Best day trading platforms Canada
Leaving a position open overnight can cost money. Switch over from one day to another can cause a negative price gap between the close of one day and the open of the next day. Day traders work towards avoiding this price gap. This informs their decisions to close their opened position before the day ends.
Day traders are different from traders that open and hold a trading position for a very long time. The general name given to day traders is speculators. One can consider day trading as gambling. However, the process of Trading Canada becomes a lot easier with the use of trading software.

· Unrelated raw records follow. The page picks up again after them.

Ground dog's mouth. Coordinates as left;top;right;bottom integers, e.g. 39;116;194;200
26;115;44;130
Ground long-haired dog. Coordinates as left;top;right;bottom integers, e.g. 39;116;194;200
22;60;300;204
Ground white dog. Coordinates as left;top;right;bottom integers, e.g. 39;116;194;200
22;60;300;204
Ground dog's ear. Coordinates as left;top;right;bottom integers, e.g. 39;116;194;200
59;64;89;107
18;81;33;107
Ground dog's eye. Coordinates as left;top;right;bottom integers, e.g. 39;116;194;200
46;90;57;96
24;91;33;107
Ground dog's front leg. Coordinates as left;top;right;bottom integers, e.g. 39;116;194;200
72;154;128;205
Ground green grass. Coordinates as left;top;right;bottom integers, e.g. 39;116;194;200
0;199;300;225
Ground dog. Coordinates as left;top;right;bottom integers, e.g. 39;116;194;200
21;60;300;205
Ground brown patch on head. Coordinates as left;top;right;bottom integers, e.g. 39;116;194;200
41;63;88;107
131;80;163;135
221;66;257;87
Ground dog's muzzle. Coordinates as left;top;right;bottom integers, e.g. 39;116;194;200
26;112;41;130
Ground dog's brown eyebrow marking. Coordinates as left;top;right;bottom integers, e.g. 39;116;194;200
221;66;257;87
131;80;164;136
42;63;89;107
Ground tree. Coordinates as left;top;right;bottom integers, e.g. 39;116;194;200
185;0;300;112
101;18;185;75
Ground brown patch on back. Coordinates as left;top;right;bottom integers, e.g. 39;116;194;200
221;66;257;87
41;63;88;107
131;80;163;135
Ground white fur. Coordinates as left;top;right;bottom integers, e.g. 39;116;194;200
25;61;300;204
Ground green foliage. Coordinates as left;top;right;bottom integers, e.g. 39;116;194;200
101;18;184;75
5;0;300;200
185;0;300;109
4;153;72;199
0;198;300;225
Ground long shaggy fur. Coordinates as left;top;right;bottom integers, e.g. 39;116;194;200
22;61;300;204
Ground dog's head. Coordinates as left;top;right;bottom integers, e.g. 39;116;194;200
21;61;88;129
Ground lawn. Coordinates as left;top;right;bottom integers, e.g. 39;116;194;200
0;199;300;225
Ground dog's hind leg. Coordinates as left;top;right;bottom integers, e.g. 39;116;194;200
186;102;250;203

Day traders do not hold a position for too long, especially if the position is going into a loss. They will quickly exit such a trade so that it will not put their accounts at a big loss. Such a quick action will help to prevent the possibility of a margin call. The broker’s call rate depends on the margin interest rate.
Leverage in day trading
Day traders have access to leverage. The leverage varies from one broker to another. You can access the different levels of leverage also in Trading Canada. The level of leverage you use can determine how much open position you can control as a trader.
If you use a leverage of 4:1, for example, it means that you will be able to control a position that is 5 times what you have in your trading account. If you have a total of $1000 as your trading balance, using the leverage of 5:1 will enable you to open a position as big as $5000.
This means that you can also make times 5 the profit you would have made if you do not use leverage. While the use of leverage for Trading can help to increase your profit a great deal, it can also increase your loss tremendously.
This means that leverage is a two-edged sword. So, you must use it with care. The possible profit and possible loss depend on how high your leverage is. This is why day traders should always use leverage with care.
Commonly traded financial instruments
Some of the common financial instruments are:
- Futures contracts
- Contracts for difference
In times past, only professional speculators and financial firms were involved in Trading. Things are different a great deal these days. The difference is made possible by the involvement of electronic trading platforms and this started in the 1990s.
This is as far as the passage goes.